Trump Has Options on US Embassy Move to Jerusalem, National Security Adviser Says
White House national security adviser H.R. McMaster told Fox News that President Donald Trump has been given a few options on moving the U.S. Embassy in Israel from Tel Aviv to Jerusalem, and that each option would help the United States "gain momentum toward a peace agreement and solution that works both for Israelis and for Palestinians."
"Fox News Sunday" host Chris Wallace asked McMaster about reports that the president is going to declare this week that Jerusalem is the capital of Israel, "although, he's not going to move the embassy." McMaster said he's not sure what decision Trump will make, but added, "We've given him options."
"There are options involving the move of an embassy at some point in the future," he said, explaining that those options "could be used to gain momentum toward a — toward a peace agreement, and a solution that works both for Israelis and for Palestinians."
According to media reports, Trump is likely to announce this week that the U.S. recognizes Jerusalem as Israel's capital, and then sign a waiver to keep the U.S. embassy in Tel Aviv for another six months.
Currently, there are no foreign embassies in Jerusalem.
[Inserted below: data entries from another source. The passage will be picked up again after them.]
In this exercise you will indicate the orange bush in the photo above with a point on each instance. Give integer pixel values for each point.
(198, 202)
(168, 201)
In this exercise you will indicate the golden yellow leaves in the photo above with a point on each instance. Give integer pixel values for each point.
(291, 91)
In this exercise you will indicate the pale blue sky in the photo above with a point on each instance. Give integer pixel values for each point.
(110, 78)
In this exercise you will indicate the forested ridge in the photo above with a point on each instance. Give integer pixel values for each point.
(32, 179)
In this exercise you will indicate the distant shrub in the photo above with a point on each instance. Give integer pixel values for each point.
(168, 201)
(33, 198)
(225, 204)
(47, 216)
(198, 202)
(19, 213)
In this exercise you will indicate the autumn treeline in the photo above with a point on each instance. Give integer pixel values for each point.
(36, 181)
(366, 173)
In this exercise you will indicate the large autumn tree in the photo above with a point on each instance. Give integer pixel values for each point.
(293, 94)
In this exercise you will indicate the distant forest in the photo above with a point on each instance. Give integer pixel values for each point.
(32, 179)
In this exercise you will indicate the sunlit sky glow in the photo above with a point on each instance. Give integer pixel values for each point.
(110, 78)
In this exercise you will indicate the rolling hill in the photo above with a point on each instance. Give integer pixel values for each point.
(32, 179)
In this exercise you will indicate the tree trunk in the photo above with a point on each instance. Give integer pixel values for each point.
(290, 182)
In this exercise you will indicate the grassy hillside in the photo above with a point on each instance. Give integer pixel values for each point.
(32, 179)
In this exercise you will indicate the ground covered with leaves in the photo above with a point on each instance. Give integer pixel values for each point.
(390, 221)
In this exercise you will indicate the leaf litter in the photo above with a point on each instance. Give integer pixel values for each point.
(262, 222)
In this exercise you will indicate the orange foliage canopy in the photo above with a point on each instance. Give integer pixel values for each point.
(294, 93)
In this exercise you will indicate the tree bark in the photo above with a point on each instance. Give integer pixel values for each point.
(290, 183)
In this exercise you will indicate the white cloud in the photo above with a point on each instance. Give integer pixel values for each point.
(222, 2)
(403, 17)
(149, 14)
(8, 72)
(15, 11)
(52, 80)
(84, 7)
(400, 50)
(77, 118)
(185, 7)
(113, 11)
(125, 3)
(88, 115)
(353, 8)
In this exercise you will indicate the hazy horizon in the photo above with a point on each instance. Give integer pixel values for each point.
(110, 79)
The Palestinians want Jerusalem as the capital of their future state.
A senior Palestinian official, Saeb Erekat, has said if Washington recognizes Jerusalem as the capital of Israel, the United States will be "disqualifying itself to pay any role in any initiative towards achieving a just and lasting peace" between Israelis and Palestinians, according to CNN. Such a move would "promote international anarchy and ... contribute to the further destabilization of the region."
Any move by the United States to recognize Jerusalem as Israel's capital would fuel extremism and violence, Arab League Secretary-General Ahmed Aboul Gheit has said.
The U.S. State Department's security wing has reportedly been asked to prepare for possible violent protests across the Middle East.
However, Trump's adviser and son-in-law Jared Kushner, who is leading the efforts to restart long-stalled Israeli-Palestinian peace talks, said Sunday the president has not yet made a decision on whether to formally recognize Jerusalem as Israel's capital.
"He's still looking at a lot of different facts, and then when he makes his decision, he'll be the one to want to tell you, not me," Kushner said at an annual conference on U.S. policy in the Middle East organized by the Brookings Institution think tank in Washington, according to Reuters.